JFS: How do you choose the books you read to the residents?

Evan reading at JFS Group HomeES: Before my first visit last year, I consulted with a coworker at the Tattered Cover to get some suggestions. One recommendation that sticks out is a book on folk tales and fables. These books are great for all ages, as they can be understood on many levels. I usually bring a joke book since laughter is very important and some of the residents like to read jokes.

The last five minutes of the Reading Club is feedback time and I solicit book requests for next time. As you might imagine, the requests run the gamut. Some examples include books on trombones, beavers, dogs and cats, artists like Da Vinci, and the Tony Awards.

I then take my list to the Denver Public Library and get great help from the librarians in the children's section. I try to be mindful that the folks I read with are not children and that factors into my choices. I look for books which have some amount of text and good pictures.

JFS: What do you like most about this volunteer opportunity and what keeps you coming back every month?

ES: I enjoy being in the moment with the group and there are minimal distractions. I keep doing it partly because I feel I am making at least a small contribution and improvement to their lives. I feel there is mutual respect with the residents and that feels good. It is an honor to be a part of both the JFS Group Home and the larger JFS community!

Evan receives high praise about the program:

Evan reading with Group Home residents

Nancy Benyamin says, “Evan took an idea and developed it to fit the residents’ interests. He’s right there with them in the activity. He asks for feedback and takes it. That’s why it’s successful. He does it from his heart, to benefit others, not to get something in return. His motivation is purely to read to the residents and create a special time for them. Evan puts so much effort into this experience and has gone above and beyond!”

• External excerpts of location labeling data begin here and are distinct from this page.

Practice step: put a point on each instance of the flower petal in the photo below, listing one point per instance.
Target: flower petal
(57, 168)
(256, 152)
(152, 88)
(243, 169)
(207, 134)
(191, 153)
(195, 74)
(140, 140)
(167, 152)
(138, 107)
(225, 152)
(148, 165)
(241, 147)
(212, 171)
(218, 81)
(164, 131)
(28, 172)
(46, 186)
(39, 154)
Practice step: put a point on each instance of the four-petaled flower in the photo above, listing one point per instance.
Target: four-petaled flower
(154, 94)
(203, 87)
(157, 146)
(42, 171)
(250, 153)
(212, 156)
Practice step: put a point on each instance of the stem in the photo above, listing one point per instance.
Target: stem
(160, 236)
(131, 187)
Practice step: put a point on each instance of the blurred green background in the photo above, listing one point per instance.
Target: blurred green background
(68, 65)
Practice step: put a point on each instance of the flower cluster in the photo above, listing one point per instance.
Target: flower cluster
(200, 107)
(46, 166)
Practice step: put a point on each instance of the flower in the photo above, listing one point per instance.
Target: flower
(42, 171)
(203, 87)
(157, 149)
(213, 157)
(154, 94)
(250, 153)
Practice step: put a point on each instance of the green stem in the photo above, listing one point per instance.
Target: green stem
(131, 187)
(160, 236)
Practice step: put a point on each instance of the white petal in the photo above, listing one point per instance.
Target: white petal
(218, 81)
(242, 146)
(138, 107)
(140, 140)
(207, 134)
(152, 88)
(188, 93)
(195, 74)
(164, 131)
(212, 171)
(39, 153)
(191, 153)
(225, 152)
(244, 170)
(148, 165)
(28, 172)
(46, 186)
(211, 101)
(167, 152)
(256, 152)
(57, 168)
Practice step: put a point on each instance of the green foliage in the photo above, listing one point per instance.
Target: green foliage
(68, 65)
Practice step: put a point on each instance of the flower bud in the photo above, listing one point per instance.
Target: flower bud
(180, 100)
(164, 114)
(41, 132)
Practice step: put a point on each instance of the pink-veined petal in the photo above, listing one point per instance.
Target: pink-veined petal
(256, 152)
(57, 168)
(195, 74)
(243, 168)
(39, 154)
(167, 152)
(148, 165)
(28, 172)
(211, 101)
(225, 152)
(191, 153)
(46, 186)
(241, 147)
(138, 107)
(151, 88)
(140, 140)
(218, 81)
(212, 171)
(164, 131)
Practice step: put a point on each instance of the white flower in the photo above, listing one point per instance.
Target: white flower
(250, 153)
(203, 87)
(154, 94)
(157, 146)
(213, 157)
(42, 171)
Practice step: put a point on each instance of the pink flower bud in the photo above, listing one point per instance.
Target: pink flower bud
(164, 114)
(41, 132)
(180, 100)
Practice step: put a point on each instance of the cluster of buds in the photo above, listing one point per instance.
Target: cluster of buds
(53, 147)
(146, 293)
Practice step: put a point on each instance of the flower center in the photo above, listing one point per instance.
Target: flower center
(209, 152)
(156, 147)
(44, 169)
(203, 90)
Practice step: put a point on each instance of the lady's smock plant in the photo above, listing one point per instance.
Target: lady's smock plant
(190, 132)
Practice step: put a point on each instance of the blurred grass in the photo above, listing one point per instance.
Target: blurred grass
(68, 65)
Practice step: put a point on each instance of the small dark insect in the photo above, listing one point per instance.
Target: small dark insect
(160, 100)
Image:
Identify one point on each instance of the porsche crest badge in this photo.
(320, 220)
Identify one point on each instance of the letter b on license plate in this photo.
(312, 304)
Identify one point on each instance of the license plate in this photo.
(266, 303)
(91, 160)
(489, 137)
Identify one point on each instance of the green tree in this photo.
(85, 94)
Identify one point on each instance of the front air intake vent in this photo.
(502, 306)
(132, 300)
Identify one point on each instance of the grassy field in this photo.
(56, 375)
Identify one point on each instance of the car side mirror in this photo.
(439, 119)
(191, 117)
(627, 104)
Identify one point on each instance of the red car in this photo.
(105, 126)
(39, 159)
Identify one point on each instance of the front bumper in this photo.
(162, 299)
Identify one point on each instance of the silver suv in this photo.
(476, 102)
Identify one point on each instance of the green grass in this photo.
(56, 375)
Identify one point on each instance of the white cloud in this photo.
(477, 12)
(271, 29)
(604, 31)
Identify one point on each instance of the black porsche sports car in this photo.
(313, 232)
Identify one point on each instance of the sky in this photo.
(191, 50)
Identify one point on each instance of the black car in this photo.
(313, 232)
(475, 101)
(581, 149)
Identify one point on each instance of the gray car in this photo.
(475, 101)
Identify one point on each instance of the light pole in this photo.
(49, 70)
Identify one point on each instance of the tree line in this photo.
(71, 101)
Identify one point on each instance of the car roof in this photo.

Taylor Rutherford, who is there during Reading Club, adds, “What I love the most about watching Evan interact with the residents is how he truly meets each of them at their own level. He asks for their feedback on books that he brings in to read and asks them what type of books they want him to bring in. If an individual is unable to read, he will bring in stories about topics they like. I also like that he always does ‘ice breakers’ to get to know the residents better and have them think about new things.”

And perhaps the most important feedback came from one of the residents, Laurie, who commented, "That reading club is really good!"

Thank you, Evan, for your continued dedication to JFS and your initiative to create this wonderful program!